Пахло сыростью и медикаментами, но вместо камня, такого привычного за время, проведенное в тюрьме, Ойтуш находился в некой брезентовой полубочке, напоминающей палатку из старых фильмов о войне.
За спиной послышалось копошение, и Ойтуш резко развернулся, задней мыслью понимая, что его тело среагировало как никогда быстро. Из тамбура в палатку вошел нескладный темноволосый парень в очках и большим фонарем в руках. На вид ему было около восемнадцати лет.
— Как самочувствие? — сходу спросил он, надевая белый халат. — Выспался?
— Можно и так сказать, — ответил Ойтуш, внимательно наблюдая за каждым жестом незнакомца.
Сказать по правде, с каждой минутой он ощущал себя все лучше и лучше. Ойтуш слышал, видел, соображал, а также реагировал на окружающие импульсы гораздо лучше, чем когда-либо в жизни. К тому же чутье подсказывало ему, что в этом странном месте он находится в полной безопасности.
— Честно говоря, мы опасались, что потеряем тебя, — сказал парень, вынимая катер и иглы из вен. Его внимательные темные глаза бегло ощупывали лицо Ойтуша.
— Мы?
— Сопротивление, — кивнул тот. — Слышал о таком?

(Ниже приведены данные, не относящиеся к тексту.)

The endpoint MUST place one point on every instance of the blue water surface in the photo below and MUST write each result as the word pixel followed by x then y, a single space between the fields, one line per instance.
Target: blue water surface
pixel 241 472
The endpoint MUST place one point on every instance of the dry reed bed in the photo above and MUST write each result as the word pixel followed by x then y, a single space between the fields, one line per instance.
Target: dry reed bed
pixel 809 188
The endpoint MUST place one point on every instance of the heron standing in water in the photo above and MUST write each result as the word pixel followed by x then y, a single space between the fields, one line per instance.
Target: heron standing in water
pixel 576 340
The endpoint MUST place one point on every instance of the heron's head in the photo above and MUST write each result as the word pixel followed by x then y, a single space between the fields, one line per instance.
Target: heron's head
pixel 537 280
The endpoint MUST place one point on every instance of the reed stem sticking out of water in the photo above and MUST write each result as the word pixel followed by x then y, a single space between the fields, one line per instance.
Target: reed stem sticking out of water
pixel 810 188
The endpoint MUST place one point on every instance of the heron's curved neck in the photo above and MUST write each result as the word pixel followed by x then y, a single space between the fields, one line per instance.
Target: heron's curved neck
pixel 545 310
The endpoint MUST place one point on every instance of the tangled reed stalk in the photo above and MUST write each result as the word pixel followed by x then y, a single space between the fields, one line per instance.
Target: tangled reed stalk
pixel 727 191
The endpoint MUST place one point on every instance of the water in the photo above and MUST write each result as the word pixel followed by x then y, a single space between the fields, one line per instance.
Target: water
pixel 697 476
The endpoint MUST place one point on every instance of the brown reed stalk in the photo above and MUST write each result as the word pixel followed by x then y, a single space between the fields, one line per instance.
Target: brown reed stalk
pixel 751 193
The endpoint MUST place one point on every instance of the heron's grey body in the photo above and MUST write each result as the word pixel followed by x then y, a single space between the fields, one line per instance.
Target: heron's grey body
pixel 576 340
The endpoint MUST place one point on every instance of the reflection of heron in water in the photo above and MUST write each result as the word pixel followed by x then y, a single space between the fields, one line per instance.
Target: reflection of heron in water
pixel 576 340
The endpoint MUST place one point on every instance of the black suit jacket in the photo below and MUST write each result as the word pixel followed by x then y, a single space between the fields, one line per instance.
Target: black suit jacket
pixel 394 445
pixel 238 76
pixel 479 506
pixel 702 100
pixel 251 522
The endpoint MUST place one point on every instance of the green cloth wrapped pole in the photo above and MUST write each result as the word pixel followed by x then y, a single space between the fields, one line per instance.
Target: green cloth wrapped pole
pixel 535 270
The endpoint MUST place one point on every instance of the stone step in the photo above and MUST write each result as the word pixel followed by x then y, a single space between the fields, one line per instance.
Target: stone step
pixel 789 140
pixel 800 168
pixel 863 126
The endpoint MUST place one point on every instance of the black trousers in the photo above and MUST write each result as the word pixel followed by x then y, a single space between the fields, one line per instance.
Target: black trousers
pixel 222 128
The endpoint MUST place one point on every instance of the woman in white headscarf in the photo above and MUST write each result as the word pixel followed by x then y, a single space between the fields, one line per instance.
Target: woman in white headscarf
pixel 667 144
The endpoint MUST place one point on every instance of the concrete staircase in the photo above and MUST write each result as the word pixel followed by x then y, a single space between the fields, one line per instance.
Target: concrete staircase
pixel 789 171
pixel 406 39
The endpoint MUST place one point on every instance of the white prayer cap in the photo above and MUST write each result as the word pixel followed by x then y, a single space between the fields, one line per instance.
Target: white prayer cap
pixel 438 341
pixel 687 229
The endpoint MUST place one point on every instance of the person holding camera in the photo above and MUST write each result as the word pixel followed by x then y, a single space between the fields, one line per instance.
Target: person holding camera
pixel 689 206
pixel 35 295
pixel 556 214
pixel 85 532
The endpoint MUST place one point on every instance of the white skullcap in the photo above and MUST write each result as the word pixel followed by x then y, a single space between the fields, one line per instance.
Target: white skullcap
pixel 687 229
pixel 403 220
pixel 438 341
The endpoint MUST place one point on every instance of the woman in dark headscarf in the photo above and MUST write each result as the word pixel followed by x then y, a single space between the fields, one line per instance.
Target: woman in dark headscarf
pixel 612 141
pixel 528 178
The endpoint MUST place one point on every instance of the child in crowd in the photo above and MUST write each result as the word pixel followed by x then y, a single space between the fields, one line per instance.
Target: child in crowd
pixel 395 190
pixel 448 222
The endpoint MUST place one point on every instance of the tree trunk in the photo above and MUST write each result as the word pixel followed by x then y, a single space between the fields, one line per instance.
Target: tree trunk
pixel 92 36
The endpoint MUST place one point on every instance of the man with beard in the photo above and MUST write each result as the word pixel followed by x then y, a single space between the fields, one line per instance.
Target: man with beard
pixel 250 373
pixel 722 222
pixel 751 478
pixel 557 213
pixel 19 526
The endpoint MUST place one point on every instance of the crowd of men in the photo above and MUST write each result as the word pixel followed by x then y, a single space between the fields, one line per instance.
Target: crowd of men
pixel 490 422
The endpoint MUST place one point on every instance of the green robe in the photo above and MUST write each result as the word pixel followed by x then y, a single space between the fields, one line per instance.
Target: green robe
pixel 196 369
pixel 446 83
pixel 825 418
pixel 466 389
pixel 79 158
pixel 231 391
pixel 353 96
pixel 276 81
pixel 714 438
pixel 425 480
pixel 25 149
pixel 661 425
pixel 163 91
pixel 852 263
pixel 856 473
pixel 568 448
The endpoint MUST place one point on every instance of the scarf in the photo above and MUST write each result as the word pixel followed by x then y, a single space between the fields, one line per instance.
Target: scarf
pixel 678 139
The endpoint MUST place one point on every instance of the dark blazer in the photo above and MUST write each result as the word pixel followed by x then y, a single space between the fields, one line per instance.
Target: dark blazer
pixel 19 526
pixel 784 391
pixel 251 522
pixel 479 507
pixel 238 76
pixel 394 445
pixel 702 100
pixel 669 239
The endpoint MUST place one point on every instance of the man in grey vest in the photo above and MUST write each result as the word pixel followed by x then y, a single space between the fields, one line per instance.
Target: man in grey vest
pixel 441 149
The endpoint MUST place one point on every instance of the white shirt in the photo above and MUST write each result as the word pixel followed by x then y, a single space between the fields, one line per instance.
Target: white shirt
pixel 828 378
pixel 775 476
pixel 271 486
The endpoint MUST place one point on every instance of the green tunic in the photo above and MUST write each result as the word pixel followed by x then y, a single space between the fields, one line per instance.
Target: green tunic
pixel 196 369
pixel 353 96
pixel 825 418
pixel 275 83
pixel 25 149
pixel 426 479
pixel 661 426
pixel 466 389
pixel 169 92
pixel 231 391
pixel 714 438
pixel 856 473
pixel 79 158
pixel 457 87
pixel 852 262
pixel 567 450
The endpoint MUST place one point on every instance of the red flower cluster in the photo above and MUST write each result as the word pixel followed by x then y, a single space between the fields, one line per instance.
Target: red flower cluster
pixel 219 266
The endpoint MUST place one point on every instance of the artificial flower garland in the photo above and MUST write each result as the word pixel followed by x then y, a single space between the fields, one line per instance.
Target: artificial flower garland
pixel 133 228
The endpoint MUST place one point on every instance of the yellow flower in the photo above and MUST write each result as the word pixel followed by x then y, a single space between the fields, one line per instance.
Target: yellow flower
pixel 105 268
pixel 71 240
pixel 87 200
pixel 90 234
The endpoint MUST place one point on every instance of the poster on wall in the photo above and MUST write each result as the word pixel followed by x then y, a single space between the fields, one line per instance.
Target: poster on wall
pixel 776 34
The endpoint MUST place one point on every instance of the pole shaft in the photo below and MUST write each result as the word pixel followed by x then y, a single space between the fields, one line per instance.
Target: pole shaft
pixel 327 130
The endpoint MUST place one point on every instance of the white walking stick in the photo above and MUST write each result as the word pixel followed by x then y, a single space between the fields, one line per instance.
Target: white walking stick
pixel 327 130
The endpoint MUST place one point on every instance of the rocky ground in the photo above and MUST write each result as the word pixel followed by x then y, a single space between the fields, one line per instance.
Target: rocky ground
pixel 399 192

Этого просто не могло быть. Конечно Ойтуш знал, что в Метрополе существует некое сообщество людей, игнорирующих законы о классах, но их было принято считать отребьем, неспособным жить в социуме.
— Да, приходилось, — только и мог сказать Ойтуш. — Где я?
— Под городом, примерно в районе Окто-Гана, — ответил парень в медицинском халате. — Тюрьма, в которой тебя держали, находится прямо над нами.
Ойтуш посмотрел вверх, но над ним был лишь брезентовый потолок. Тем не менее давящее ощущение замкнутого пространства и сотен метров холодного камня над головой подсказывало ему, что он вовсе не на пикнике с палаткой.
— Ты провел там месяц и одну неделю, плюс неделю здесь на стимуляторах и адаптогенах, — “врач” проверял его сухожильные рефлексы.
Ойтуш сокрушенно покачал головой. Значит Сати уже больше месяца живет в чей-то семье. Как игрушка…
— Во время операции твой чип взорвался, чуть не снеся тебе полчерепа, — продолжал парень.
— Что? — не веря своим ушам, переспросил Ойтуш и судорожно схватился за голову. Его пальцы нащупали тонкую бороздку швов, прямо над тем местом, куда ему много лет назад вживили отслеживающее устройство.
— Прости, Ойтуш, таково наше правило, — развел руками незнакомец. — Оставить чип в твоей голове — значит собственноручно сдать себя протекторию. Мы до сих пор живы только потому, что сделали это с каждым. Скрыли свое местоположение.
Вместо слов Ойтуш лишь горько усмехнулся. Без чипа путь к наверх был ему заказан. Без своего паспорта, без “Ока” он был не больше, чем букашкой.